Scarlett Curtis got the idea to start The Pink Protest, a community of activists working on issues like "period poverty," after the 2016 U.S. presidential election. Though she’s from the U.K., Curtis currently lives in New York and was inspired by all the women who were organizing initiatives and protests following the catastrophic results. She’d also already been working for big NGOs (non-governmental organizations) at the time and wanted to get more involved with grassroots activism. “Me and a friend, Grace Campbell, started Pink Protest with the goal to really support younger activists and support young women and young teenage activists that we knew in creating campaigns and building out campaigns and building video content,” Curtis says. “We just wanted to help.”
Their first collaboration was with Amika George, who started an online petition called “Free Period.” Its aim is to tackle period poverty in the U.K. “When we met her, we were so blown away by everything she was doing,” Curtis says.
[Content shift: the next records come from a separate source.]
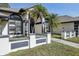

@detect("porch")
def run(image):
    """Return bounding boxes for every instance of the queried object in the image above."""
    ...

[0,9,51,55]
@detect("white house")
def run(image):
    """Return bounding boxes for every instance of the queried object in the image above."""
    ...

[0,3,51,55]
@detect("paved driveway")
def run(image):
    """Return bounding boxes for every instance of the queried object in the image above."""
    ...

[52,38,79,48]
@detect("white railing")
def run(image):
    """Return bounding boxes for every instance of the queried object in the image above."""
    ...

[61,31,76,39]
[0,33,51,55]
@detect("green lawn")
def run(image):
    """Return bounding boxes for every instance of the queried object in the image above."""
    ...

[66,37,79,43]
[52,34,61,39]
[7,42,79,56]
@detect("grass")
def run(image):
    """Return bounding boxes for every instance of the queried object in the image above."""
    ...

[7,42,79,56]
[66,37,79,43]
[52,34,61,39]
She and Campbell ended up helping George build her website, handle her social media, organize protests, and connect her to politicians. In December, hundreds of supporters in the U.K. came out to call upon Theresa May to end period poverty in the U.K. In March, the government allocated 1.5 million pounds to address the issue. Curtis is hoping to increase the amount next year.
Ahead, we chat with Curtis about where her interest in activism stems from, the stigma surrounding the activist label, and what’s coming down the pipeline for The Pink Protest.
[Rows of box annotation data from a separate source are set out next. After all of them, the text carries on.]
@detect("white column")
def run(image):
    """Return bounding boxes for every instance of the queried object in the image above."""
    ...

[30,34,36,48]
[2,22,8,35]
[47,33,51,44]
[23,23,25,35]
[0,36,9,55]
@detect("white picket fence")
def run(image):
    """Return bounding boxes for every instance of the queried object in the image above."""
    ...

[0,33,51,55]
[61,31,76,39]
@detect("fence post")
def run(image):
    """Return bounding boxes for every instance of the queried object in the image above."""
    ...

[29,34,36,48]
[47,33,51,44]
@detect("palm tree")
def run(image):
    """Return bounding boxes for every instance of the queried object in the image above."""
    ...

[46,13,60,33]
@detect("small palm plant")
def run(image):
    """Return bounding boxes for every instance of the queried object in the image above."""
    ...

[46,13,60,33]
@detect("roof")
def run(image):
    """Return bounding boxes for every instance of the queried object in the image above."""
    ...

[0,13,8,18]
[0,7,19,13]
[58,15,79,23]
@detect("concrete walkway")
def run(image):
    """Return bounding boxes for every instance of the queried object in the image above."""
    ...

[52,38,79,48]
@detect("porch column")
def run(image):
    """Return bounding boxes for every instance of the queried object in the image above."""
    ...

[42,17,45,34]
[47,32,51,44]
The Pink Protest's bio includes the words: "The revolution will be posted on Instagram." What role do you think social media has played in activism?
I think we have this stigma against the word "clicktivism," and I think we fill up this idea that all Gen Z and millennials are good for is clicking on links, but not showing up. And I think the truth is that online petitioning is the first step in a lifetime of activism. What we really saw with Free Periods is that the petition had thousands of signature and loads of people posted on Instagram about it and, I think, if you were cynical, you would have looked at that and said, "Yeah, but none of them are gonna show up to the protest, it's so easy to post on Instagram and not do anything." In the end, though, we had 2,000 young girls and men show up in the freezing cold outside Downing Street, and every single one of them was there because of Instagram.
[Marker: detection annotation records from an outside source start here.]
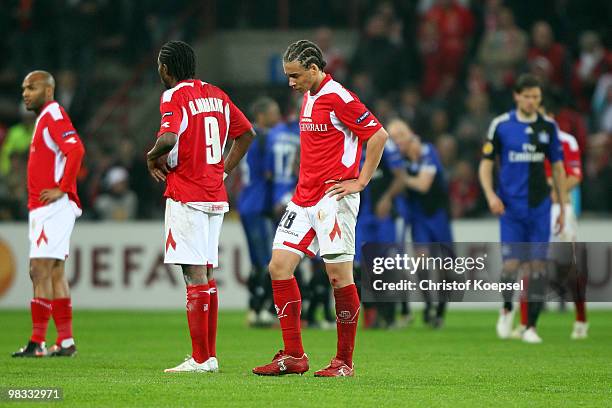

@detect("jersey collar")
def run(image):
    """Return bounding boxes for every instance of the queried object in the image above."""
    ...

[36,100,57,121]
[308,74,332,96]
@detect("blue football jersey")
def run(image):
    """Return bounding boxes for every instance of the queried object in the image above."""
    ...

[265,122,300,206]
[238,128,271,214]
[482,110,563,207]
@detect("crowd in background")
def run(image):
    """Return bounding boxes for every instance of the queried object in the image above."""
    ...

[0,0,612,220]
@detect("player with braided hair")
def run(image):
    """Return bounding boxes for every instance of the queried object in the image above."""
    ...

[253,40,388,377]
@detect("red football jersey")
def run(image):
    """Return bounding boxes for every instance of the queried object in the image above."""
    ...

[28,101,83,210]
[292,74,382,207]
[157,80,252,203]
[544,130,582,180]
They were there because they saw it online, and it sparked something in them, and they decided to show up. I think that's the trajectory we're seeing a lot more now. Instagram is this amazing place to find like-minded people, to connect with people in a way that you would never have had the opportunity to. Some of these girls lived in rural England, and Instagram was the way they found this protest and they came down to show up. I think, if we're to look at it like that, we can suddenly start seeing how useful it can be as a tool of activism.
How did you first get involved with activism?
My parents have always worked in charity, so that's always been my whole life. They organized this charity in the U.K. called "Red Nose Day,” which has just started coming to the U.S. in the last few years. I grew up in that, but it always felt quite far away.
I was very ill when I was a teenager—I was in a wheelchair from ages 14 to 17—and, during that time, started to read a lot more about charities, feminism, and activism type issues. I think, what I'm really trying to do now, is bring the mentality that [my parents] had in all their charity work to a more personal activism; more to do with politics, fighting for your own rights and the rights of others.
I feel like people are hesitant to label themselves as activists. Why do you think that is?
I think there definitely is a stigma. I think that, in the same way as with the word “feminist," [negativity around the word "activist" deters] people from doing that work. I think people may be sticklers about these words to get less people involved. I think the truth is, activism can be anything from volunteering for a few months to being someone who dedicates their whole life to a cause. We need to strip away the stigma associated with the word because it's an amazing word. My friend says we think an activist is someone who's, like, throwing blood over a fur coat and, like, pissing outside Parliament, and it's really someone who wants to make change and is going about doing that instead of just talking about it.
What does being an activist mean to you?
Just doing anything you can to change the world. And I know that's such a big statement, but that really could be something as simple as picking up a piece of trash off the street or recycling or it could be something much bigger. I think there aren't guidelines for being an activist, it’s just doing whatever you can.
What are some of the other campaigns you’re working on?
We're planning this campaign at the moment that's all around female masturbation. We're kind of trying to do the same thing that's happened in the last year where I think everyone's been much more open talking about menstruation. We'd really like to see that happen with female masturbation. So, we're doing a few fun videos around that.
We've always been working on the Repeal the 8th campaign which is happening in Ireland at the moment, where Irish people are finally having the opportunity to legalize abortion. So, we'll be doing some events about that coming up. We've been working a lot with Sad Girls Club, which is run by my amazing friend Elyse, and it's all about mental health support, especially for women of color who have been excluded from that conversation in the past. We organized their first event in the U.K., which was really amazing.
I think it's just our goal to make activism something that's ongoing and doesn't necessarily take the biggest amount of time, but it's something everyone can do.